Three branches possessing a resistance of 50 ohms an inductance of 0.5H and a capacitance of 100micri farads respectively are connected in parallel across a 100v 50Hz supply, calculate the in eact branch, the supply current and the phase angal the supply current and supply voltage

1 answer

To analyze the parallel circuit with the given parameters, we will begin by calculating the impedance of each branch, then find the current in each branch, the total current supplied, and the phase angle between the supply voltage and the total current.

Given Data

  • Voltage \( V = 100 , \text{V} \)
  • Frequency \( f = 50 , \text{Hz} \)
  • Resistance \( R = 50 , \Omega \)
  • Inductance \( L = 0.5 , \text{H} \)
  • Capacitance \( C = 100 , \mu\text{F} = 100 \times 10^{-6} , \text{F} \)
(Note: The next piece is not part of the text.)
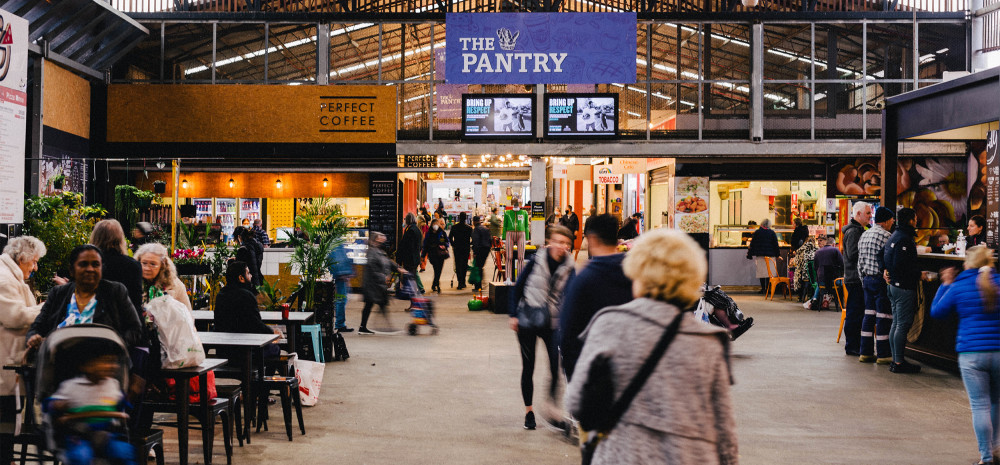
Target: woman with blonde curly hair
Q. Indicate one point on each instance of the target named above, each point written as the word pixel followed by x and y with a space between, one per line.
pixel 974 295
pixel 683 412
pixel 159 275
Step 1: Calculate Reactances

  1. Inductive Reactance \( X_L \): \[ X_L = 2 \pi f L = 2 \pi (50) (0.5) = 157.08 , \Omega \]

  2. Capacitive Reactance \( X_C \): \[ X_C = \frac{1}{2 \pi f C} = \frac{1}{2 \pi (50) (100 \times 10^{-6})} \approx 31.83 , \Omega \]

Step 2: Calculate the Impedance of Each Branch

  1. Impedance of the Resistance Branch (purely resistive): \[ Z_R = R = 50 , \Omega \]

  2. Impedance of the Inductive Branch: \[ Z_L = R + jX_L = 50 + j157.08 , \Omega \] \[ |Z_L| = \sqrt{50^2 + 157.08^2} \approx 165.5 , \Omega \]

  3. Impedance of the Capacitive Branch: \[ Z_C = R - jX_C = 50 - j31.83 , \Omega \] \[ |Z_C| = \sqrt{50^2 + 31.83^2} \approx 58.5 , \Omega \]

Step 3: Calculate Current in Each Branch

  1. Current through the Resistance Branch (\( I_R \)): \[ I_R = \frac{V}{Z_R} = \frac{100}{50} = 2 , A \]

  2. Current through the Inductive Branch (\( I_L \)): \[ I_L = \frac{V}{Z_L} = \frac{100}{165.5} \approx 0.604 , A \] The phase angle for this branch: \[ \phi_L = \tan^{-1}\left(\frac{X_L}{R}\right) = \tan^{-1}\left(\frac{157.08}{50}\right) \approx 72.34^\circ \]

  3. Current through the Capacitive Branch (\( I_C \)): \[ I_C = \frac{V}{Z_C} = \frac{100}{58.5} \approx 1.71 , A \] The phase angle for this branch: \[ \phi_C = -\tan^{-1}\left(\frac{X_C}{R}\right) = -\tan^{-1}\left(\frac{31.83}{50}\right) \approx -32.6^\circ \]

Step 4: Total Current Calculation

Since they are in parallel: \[ I_{total} = I_R + I_L + I_C \] To sum these currents, we will convert them into rectangular form based on their phase angles.

  1. Convert to Rectangular Form:

    • \( I_R = 2 + j0 \)
    • \( I_L = 0.604 (\cos 72.34^\circ + j \sin 72.34^\circ) \approx 0.604 (0.307 + j0.951) \approx 0.185 + j0.574 \)
    • \( I_C = 1.71 (\cos(-32.6^\circ) + j \sin(-32.6^\circ)) \approx 1.71 (0.848 - j0.54) \approx 1.45 - j0.92 \)
  2. Add the currents together: \[ I_{total} = (2 + 0.185 + 1.45) + j(0 + 0.574 - 0.92) = 3.635 + j(-0.346) \] Therefore, \[ |I_{total}| = \sqrt{(3.635)^2 + (-0.346)^2} \approx 3.637 , A \]

Step 5: Calculate the Phase Angle of the Total Current

\[ \phi_{total} = \tan^{-1}\left(\frac{-0.346}{3.635}\right) \approx -5.4^\circ \]

Summary of Results

  1. Branch Currents:

    • \( I_R = 2 , A \) (0 degrees)
    • \( I_L \approx 0.604 , A \) (approx 72.34 degrees)
    • \( I_C \approx 1.71 , A \) (approx -32.6 degrees)
  2. Total Supply Current:

    • \( I_{total} \approx 3.637 , A \)
  3. Phase Angle of Total Current:

    • \( \phi_{total} \approx -5.4^\circ \)

The calculations shown involve estimation terms and numerical approximations; make sure to confirm with accurate values if needed for critical applications!